2025-01-02Cast global variables to default address spaceFlakebi-1/+3
Pointers for variables all need to be in the same address space for correct compilation. Therefore ensure that even if a global variable is created in a different address space, it is casted to the default address space before its value is used.
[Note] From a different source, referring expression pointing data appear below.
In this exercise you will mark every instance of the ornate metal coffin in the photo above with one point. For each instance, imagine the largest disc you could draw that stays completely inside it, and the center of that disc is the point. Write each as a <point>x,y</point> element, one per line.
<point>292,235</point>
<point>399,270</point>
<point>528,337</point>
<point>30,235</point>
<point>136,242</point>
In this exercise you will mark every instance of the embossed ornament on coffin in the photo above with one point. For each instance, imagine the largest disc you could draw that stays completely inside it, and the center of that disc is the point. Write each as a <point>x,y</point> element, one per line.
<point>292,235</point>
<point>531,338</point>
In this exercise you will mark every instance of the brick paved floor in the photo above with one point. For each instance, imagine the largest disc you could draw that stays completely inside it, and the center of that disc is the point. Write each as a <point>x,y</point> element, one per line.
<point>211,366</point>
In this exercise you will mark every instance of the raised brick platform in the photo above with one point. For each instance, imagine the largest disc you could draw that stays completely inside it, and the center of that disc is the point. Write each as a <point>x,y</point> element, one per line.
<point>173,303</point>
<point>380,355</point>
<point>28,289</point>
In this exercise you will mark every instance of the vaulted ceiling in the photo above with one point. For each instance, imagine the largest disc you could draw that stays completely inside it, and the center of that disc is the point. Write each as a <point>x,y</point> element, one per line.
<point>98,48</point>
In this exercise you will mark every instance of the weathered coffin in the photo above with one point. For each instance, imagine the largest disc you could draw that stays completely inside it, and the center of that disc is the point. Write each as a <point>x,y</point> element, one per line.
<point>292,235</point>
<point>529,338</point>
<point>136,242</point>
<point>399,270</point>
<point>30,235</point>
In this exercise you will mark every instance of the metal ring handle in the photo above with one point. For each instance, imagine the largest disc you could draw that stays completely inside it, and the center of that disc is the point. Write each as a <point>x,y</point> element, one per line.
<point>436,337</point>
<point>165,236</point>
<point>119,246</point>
This is necessary for the amdgpu target and others where the default address space for global variables is not 0. For example `core` does not compile in debug mode when not casting the address space to the default one because it tries to emit the following (simplified) LLVM IR, containing a type mismatch: ```llvm @alloc_0 = addrspace(1) constant <{ [6 x i8] }> <{ [6 x i8] c"bit.rs" }>, align 1 @alloc_1 = addrspace(1) constant <{ ptr }> <{ ptr addrspace(1) @alloc_0 }>, align 8 ; ^ here a struct containing a `ptr` is needed, but it is created using a `ptr addrspace(1)` ``` For this to compile, we need to insert a constant `addrspacecast` before we use a global variable: ```llvm @alloc_0 = addrspace(1) constant <{ [6 x i8] }> <{ [6 x i8] c"bit.rs" }>, align 1 @alloc_1 = addrspace(1) constant <{ ptr }> <{ ptr addrspacecast (ptr addrspace(1) @alloc_0 to ptr) }>, align 8 ``` As vtables are global variables as well, they are also created with an `addrspacecast`. In the SSA backend, after a vtable global is created, metadata is added to it. To add metadata, we need the non-casted global variable. Therefore we strip away an addrspacecast if there is one, to get the underlying global.